Sunday, April 18, 2010
How English Catholic Historians Wrote About the English Reformation
I recently posted a review on Amazon.com of Father John Vidmar's very specialized book, English Catholic Historians and the English Reformation, 1585-1954. I've also enjoyed corresponding with the author, who is on the Theology faculty at Providence College. Here is my review.
The historiography of the English Reformation has developed tremendously the last 30 years or so. Father Vidmar gives us a glimpse of the Catholic antecedents to the revisionist history of Duffy, Haigh, Bossy, (even myself) and others. Beginning with the clash between the Jesuits and the Appellants during Elizabeth I's reign, he also reveals how Catholics differed in their interpretation of the English Reformation. John Lingard, who wrote during the period leading up to Catholic Emancipation in 1829, was a more disciplined historian, using primary sources and interpreting them carefully, but even he displayed some of the disagreement between different parties in the Church, Cisalpine or Ultramontane. Vidmar also reveals developing Catholic views of crucial issues in English Reformation History: the role of Archbishop Cranmer, Papal authority, and Catholic appreciation of the Middle Ages and monasticism. In the latter, Catholic historians were contradicting the prevailing English prejudice against the "dark ages" as Pugin and others emphasized the cultural accomplishments of that era. He examines the efforts of Hilaire Belloc and even the fiction of Robert Hugh Benson in defending the spiritual authority of the pope. Vidmar's survey of English Catholic historians culminates in the work of Philip Hughes. A fascinating and specialized study.

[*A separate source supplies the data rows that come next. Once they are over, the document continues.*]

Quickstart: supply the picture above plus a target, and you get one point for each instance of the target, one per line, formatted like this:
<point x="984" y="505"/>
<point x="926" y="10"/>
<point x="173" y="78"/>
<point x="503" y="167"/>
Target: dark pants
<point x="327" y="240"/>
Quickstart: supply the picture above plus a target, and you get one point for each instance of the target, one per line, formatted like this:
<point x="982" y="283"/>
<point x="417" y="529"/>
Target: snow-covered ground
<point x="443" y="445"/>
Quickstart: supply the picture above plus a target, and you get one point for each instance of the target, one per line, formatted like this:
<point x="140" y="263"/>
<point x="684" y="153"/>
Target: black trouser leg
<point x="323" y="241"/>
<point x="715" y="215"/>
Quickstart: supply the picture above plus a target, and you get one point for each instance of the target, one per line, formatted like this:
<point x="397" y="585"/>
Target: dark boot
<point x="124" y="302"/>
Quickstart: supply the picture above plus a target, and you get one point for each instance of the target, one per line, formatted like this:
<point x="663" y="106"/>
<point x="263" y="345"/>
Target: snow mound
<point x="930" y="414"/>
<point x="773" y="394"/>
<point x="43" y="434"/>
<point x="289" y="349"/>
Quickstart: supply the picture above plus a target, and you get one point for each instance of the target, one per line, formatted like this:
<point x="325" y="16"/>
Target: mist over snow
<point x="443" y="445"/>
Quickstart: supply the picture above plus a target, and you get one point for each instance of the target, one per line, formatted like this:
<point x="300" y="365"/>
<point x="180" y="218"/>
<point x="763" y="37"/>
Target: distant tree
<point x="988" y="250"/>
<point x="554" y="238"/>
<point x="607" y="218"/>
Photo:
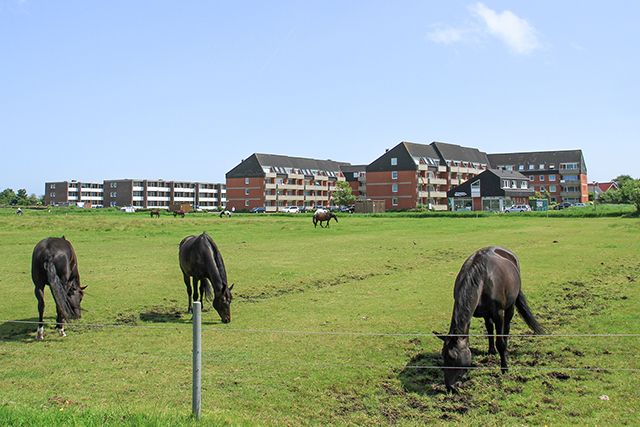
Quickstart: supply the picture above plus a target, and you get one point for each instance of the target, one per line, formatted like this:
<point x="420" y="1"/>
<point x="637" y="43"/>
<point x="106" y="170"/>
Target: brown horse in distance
<point x="321" y="216"/>
<point x="487" y="286"/>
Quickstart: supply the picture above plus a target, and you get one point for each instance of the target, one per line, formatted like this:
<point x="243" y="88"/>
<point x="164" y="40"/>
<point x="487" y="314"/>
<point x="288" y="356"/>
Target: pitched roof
<point x="457" y="152"/>
<point x="353" y="168"/>
<point x="539" y="157"/>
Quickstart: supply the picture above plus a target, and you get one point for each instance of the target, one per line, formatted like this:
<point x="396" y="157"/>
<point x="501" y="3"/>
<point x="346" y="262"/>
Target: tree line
<point x="8" y="197"/>
<point x="628" y="192"/>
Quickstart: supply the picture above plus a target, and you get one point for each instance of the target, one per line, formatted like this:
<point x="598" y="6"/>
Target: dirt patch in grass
<point x="303" y="286"/>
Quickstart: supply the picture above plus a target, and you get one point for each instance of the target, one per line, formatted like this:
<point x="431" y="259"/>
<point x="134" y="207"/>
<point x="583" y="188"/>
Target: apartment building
<point x="411" y="175"/>
<point x="276" y="181"/>
<point x="158" y="194"/>
<point x="77" y="193"/>
<point x="491" y="190"/>
<point x="356" y="176"/>
<point x="560" y="175"/>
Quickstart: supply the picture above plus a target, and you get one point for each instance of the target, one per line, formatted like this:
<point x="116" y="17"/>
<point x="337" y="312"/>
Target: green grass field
<point x="329" y="325"/>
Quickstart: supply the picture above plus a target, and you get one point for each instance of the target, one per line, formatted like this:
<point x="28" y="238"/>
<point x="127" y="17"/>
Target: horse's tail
<point x="58" y="291"/>
<point x="525" y="312"/>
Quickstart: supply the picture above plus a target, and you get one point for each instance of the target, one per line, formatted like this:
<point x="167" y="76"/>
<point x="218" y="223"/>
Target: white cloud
<point x="515" y="32"/>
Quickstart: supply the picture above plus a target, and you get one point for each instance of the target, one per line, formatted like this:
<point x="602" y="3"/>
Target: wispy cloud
<point x="515" y="32"/>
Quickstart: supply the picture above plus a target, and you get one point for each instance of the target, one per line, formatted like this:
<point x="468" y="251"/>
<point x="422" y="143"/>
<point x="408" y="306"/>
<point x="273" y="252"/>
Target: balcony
<point x="432" y="194"/>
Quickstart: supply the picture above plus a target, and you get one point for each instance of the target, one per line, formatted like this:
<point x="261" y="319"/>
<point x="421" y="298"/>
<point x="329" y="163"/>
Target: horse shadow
<point x="419" y="375"/>
<point x="17" y="331"/>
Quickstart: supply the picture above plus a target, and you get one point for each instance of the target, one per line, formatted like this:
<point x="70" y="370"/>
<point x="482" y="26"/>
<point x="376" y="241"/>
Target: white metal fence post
<point x="197" y="361"/>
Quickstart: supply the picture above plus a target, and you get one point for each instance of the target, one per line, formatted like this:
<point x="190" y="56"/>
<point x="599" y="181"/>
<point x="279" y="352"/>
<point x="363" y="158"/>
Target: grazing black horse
<point x="201" y="260"/>
<point x="54" y="263"/>
<point x="488" y="286"/>
<point x="321" y="215"/>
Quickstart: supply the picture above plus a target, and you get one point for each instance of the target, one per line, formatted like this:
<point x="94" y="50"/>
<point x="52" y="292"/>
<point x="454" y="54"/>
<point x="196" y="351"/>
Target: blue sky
<point x="186" y="89"/>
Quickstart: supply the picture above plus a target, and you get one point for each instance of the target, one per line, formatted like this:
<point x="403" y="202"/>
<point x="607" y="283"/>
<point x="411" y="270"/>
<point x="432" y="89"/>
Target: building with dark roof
<point x="356" y="176"/>
<point x="491" y="190"/>
<point x="559" y="175"/>
<point x="276" y="181"/>
<point x="411" y="175"/>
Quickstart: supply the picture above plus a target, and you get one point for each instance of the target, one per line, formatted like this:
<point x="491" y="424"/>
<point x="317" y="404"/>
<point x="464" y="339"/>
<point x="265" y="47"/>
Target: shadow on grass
<point x="419" y="375"/>
<point x="16" y="331"/>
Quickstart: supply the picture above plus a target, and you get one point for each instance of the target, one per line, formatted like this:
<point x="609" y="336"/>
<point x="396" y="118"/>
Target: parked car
<point x="563" y="205"/>
<point x="291" y="209"/>
<point x="518" y="208"/>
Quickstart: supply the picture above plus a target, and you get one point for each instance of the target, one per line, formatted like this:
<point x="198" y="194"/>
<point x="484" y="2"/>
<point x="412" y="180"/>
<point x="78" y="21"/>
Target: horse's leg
<point x="196" y="297"/>
<point x="488" y="323"/>
<point x="187" y="283"/>
<point x="503" y="320"/>
<point x="60" y="322"/>
<point x="39" y="292"/>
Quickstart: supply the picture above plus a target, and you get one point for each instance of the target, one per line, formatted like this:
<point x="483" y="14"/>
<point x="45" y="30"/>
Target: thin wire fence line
<point x="251" y="365"/>
<point x="169" y="325"/>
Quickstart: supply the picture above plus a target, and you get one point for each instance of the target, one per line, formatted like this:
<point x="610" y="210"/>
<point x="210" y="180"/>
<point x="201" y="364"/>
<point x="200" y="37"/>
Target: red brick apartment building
<point x="274" y="182"/>
<point x="411" y="175"/>
<point x="356" y="176"/>
<point x="561" y="174"/>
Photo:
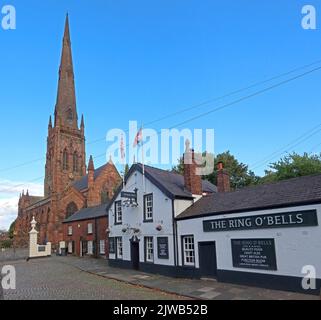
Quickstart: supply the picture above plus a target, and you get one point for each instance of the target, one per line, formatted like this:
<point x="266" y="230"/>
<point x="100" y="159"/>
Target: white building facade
<point x="266" y="236"/>
<point x="277" y="247"/>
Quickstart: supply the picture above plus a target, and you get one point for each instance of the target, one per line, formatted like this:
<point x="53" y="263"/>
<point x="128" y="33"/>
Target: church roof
<point x="88" y="213"/>
<point x="37" y="202"/>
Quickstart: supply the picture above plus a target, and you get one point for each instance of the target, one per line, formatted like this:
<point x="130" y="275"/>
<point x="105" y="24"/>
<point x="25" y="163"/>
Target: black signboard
<point x="129" y="195"/>
<point x="162" y="248"/>
<point x="293" y="219"/>
<point x="254" y="254"/>
<point x="112" y="245"/>
<point x="41" y="248"/>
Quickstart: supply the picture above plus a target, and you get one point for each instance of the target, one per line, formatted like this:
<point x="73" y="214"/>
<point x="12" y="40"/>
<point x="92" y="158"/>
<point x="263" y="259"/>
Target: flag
<point x="138" y="138"/>
<point x="122" y="149"/>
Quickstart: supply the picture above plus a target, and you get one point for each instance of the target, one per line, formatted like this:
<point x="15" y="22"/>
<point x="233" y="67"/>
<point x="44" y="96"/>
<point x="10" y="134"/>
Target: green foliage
<point x="11" y="230"/>
<point x="126" y="169"/>
<point x="292" y="166"/>
<point x="6" y="244"/>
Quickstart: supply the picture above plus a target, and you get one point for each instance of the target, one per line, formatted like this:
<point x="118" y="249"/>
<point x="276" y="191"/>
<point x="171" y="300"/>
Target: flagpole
<point x="144" y="187"/>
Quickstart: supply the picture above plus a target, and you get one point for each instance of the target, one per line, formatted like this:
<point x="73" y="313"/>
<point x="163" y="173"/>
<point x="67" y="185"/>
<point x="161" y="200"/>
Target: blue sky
<point x="139" y="60"/>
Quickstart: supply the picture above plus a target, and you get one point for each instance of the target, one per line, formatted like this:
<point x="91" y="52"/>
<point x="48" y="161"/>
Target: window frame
<point x="146" y="219"/>
<point x="184" y="262"/>
<point x="119" y="257"/>
<point x="70" y="243"/>
<point x="146" y="252"/>
<point x="65" y="160"/>
<point x="104" y="246"/>
<point x="118" y="203"/>
<point x="92" y="228"/>
<point x="92" y="247"/>
<point x="75" y="162"/>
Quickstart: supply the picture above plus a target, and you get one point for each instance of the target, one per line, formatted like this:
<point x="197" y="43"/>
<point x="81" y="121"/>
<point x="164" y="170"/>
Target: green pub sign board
<point x="294" y="219"/>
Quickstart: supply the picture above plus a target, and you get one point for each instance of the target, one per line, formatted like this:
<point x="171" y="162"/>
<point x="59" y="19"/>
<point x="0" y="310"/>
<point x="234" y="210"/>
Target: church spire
<point x="66" y="97"/>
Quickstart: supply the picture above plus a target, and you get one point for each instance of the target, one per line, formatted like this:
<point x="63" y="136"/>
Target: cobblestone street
<point x="86" y="278"/>
<point x="49" y="279"/>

Contents: Introduction: History and Religion 1. Exiles and Appellants 2. The Quest for Catholic Emancipation 3. John Lingard and the Cause of Catholicism 4. The Jesuits and Mark Tierney 5. The Restoration of the Middle Ages and Monasticism 6. Archbishop Cranmer and the Anglican Liturgy 7. The Church of England and the Papacy Conclusion Notes Bibliography (EXCELLENT) Index
28 or 35? Does it matter how old Anne Boleyn was?

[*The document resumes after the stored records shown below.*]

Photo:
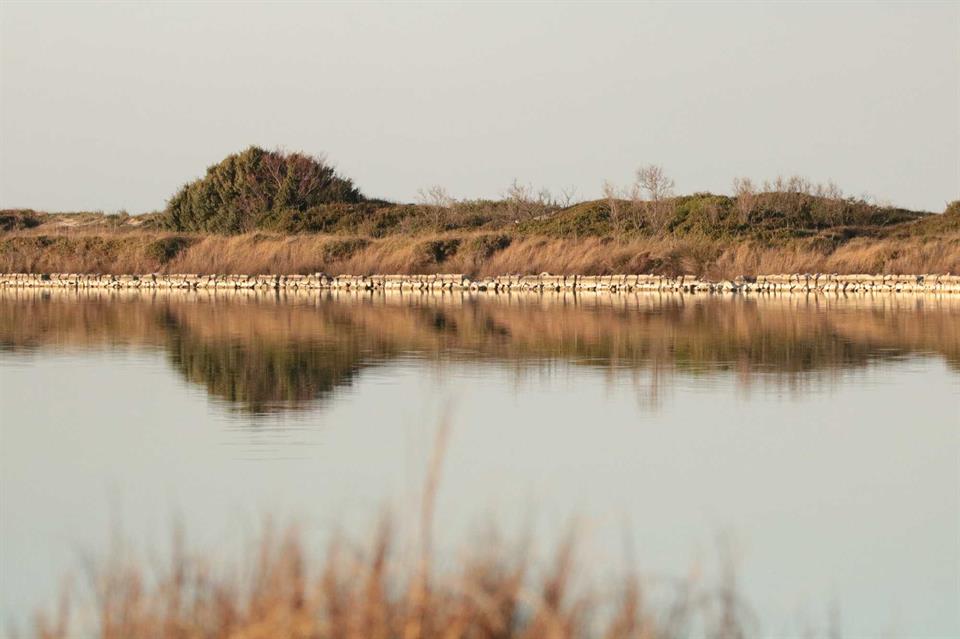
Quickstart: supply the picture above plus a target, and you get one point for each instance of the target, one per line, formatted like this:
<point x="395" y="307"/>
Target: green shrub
<point x="249" y="190"/>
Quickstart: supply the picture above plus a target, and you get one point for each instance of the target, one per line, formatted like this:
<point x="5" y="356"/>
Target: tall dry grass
<point x="465" y="253"/>
<point x="280" y="592"/>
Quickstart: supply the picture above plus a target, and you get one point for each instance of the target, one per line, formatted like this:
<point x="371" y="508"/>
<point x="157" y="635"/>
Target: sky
<point x="115" y="106"/>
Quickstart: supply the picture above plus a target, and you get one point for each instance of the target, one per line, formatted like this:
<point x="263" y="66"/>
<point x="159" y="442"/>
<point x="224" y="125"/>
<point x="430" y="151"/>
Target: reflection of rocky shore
<point x="263" y="351"/>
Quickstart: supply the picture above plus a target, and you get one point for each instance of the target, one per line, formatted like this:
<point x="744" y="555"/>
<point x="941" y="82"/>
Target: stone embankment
<point x="506" y="283"/>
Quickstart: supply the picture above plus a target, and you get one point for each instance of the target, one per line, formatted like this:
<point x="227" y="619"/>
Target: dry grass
<point x="133" y="252"/>
<point x="278" y="591"/>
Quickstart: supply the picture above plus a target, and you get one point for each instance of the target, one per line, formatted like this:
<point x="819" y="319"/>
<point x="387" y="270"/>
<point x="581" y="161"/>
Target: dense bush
<point x="166" y="248"/>
<point x="16" y="220"/>
<point x="248" y="190"/>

Blogger Gareth Russell posts an excellent discussion on Anne Boleyn's birth date: was she born in 1501 or 1507? In my book I don't chase down details like that, but Anne's age does make a difference in our view of her execution and her influence on the King in religious matters, etc. I agree with Gareth Russell that it makes sense that she was younger, particularly since Henry was marrying her hoping she would bear at least one son, and since two sources with contemporary connections state she was born in 1507 and was less than 29 years old when she died!

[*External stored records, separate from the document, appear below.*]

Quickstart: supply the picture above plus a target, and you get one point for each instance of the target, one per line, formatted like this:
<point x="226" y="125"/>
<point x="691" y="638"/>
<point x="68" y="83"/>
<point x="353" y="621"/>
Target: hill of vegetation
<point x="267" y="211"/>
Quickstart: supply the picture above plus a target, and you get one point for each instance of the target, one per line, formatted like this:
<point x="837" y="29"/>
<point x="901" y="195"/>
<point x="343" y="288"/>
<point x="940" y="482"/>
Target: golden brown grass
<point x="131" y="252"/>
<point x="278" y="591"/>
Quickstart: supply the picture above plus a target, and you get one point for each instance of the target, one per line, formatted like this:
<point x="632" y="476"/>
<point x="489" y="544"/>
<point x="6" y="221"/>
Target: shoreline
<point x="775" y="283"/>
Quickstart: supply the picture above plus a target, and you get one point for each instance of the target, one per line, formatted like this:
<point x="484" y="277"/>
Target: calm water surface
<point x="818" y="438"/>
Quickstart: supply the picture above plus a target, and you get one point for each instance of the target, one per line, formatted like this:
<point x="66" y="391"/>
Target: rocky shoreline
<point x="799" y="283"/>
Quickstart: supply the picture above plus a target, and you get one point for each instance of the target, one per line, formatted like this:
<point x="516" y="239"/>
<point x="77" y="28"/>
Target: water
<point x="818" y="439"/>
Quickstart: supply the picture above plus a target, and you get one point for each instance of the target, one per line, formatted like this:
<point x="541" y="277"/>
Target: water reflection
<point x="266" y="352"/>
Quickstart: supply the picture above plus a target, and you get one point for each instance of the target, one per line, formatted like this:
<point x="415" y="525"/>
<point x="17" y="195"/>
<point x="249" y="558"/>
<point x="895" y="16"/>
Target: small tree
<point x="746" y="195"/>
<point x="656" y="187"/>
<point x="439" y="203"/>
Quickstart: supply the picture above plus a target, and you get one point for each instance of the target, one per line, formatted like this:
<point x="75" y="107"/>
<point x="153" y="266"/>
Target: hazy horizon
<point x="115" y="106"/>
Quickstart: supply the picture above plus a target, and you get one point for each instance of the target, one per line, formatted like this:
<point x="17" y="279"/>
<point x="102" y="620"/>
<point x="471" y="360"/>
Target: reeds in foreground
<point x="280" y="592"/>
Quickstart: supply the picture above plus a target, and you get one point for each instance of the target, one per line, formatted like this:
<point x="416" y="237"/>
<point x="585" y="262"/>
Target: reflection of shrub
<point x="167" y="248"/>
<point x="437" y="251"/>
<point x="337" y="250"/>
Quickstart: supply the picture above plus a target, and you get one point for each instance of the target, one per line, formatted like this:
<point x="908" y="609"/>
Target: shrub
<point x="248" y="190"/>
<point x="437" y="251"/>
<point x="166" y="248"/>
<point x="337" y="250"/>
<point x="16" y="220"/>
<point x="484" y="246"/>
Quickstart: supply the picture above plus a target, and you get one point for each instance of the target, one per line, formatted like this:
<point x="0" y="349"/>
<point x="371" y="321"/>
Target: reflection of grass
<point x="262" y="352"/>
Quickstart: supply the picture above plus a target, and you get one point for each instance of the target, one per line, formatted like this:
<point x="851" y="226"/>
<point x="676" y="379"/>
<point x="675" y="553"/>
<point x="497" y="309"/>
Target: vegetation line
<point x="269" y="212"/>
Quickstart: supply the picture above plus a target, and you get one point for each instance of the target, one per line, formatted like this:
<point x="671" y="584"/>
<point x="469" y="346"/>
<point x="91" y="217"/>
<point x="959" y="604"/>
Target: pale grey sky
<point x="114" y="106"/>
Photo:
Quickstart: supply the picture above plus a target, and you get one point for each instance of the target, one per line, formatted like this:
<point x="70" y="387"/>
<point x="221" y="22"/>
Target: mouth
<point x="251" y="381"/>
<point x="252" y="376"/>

I just finished reading Alison Weir's study of Anne's fall (The Lady in the Tower) and Weir remarks on Anne being just ten years younger than Henry. She includes a portrait of Anne as she probably looked at the time of her fall, as Weir subscribes to the earlier birthdate of 1501, so that Anne was around 35 years old when she was executed. Of course, that portrait is not from life since portraits of Anne were destroyed after her fall and execution.
First Post on New Blog
I have been posting blog-like notes on the facebook page I created for Supremacy and Surival: How Catholics Endured the English Reformation, but those only reach fans of that page, so I thought I'd trying blogging for real. I'll update notes on my continuing research and other reading activities. Thanks for stopping by!